Come avviene la selezione?
È un processo su base locale. Non accettiamo candidature. Partiamo identificando i problemi con le nostre divisioni sparse nel mondo. Una volta che ne abbiamo una lista, facciamo un controllo incrociato per vedere quale riguardano diverse aree geografiche. Il secondo passo è capire se, nei Paesi in questione, la comunità delle startup è matura abbastanza. Se lo è, troviamo il founder che vuole lavorare con noi. Ci mettiamo circa tre mesi per osservare a fondo l’ecosistema locale e, dopo vari incontri, identificare i founders ideali. Devono avere esperienza, visione e motivazione. Con la giusta capacità di concentrazione sui problemi.
Perché è in Italia?
Da un po’ osservo cosa succede nella scena delle startup italiane. Sta crescendo tremendamente. Penso ci sia una grossa domanda per più innovazione, qui. Vedo che sta entrando più denaro, il che alla fine porterà più persone a fondare più aziende. Visito la Bocconi perché alcuni dei più grandi founders che abbia mai visto sono usciti da programmi universitari simili a questo: non erano all’università, ma in associazioni collegate a forti università. Gli Alumni della Bocconi mi ricordano Stanford e il MIT, dove la comunità degli alumni è così forte che le persone che poi hanno avuto un’azienda portano di nuovo la loro conoscenza in università. Così hanno stimolato la fondazione di altre società. È un sistema che si autoalimenta. Ed è ciò che vedo qui. Gli alumni sono motivati a restituire all’università un aiuto, e a promuovere questa comunità di talenti top.
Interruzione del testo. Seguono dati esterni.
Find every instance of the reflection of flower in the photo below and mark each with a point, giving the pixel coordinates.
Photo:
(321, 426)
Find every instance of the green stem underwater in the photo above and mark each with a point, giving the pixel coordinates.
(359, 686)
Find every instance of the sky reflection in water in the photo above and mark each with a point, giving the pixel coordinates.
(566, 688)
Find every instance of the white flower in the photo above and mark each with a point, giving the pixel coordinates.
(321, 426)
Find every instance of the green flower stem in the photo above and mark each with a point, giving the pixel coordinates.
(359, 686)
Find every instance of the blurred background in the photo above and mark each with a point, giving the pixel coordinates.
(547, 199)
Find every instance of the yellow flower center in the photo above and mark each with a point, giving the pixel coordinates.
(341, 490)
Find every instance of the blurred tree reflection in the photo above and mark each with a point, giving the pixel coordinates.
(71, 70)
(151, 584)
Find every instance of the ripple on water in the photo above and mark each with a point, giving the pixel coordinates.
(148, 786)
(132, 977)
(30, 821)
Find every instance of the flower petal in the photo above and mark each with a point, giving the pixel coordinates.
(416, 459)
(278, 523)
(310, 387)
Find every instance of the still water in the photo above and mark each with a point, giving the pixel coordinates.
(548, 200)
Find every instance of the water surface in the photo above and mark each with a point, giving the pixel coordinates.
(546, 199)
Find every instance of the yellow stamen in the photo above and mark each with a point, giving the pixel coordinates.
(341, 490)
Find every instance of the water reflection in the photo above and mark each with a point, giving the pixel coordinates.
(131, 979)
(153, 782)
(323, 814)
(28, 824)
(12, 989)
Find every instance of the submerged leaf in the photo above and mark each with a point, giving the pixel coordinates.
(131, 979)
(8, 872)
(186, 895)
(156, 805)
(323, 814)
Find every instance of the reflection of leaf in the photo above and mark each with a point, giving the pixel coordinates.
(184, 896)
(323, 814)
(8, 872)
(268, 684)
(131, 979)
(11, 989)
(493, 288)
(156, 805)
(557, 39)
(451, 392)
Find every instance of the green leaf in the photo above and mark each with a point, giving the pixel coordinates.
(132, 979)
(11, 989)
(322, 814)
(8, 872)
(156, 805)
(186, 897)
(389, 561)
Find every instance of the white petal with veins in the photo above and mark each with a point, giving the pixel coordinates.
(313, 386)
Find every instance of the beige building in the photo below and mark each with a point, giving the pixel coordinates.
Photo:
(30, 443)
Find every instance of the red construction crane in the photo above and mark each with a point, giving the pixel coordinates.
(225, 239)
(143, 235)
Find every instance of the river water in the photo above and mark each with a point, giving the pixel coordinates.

Ha osservato l’ecosistema italiano. Qual è la sua maggiore debolezza?
Come in Germania, si può migliorare molto sulla cultura del fallimento. C’è ancora la sensazione che se provi qualcosa, non funziona e fallisci è un male. Ma è meglio provare e fallire all’inizio, perché più fallisci più ti costruisci un’esperienza. Quando il tuo business comincerà a diventare più grande ci sarà minor spazio per il fallimento. Sarà la prova che hai davvero imparato qualcosa e sai gestire i cambiamenti. Un paio di idee che ho visto oggi potranno diventare grosse opportunità se i founders saranno capaci di non mollare e ottenere finanziamenti per crescere velocemente. È importante andare veloci, e se non si va veloci si resta all’idea. Ci sono molte idee, ma l’execution rimane fondamentale.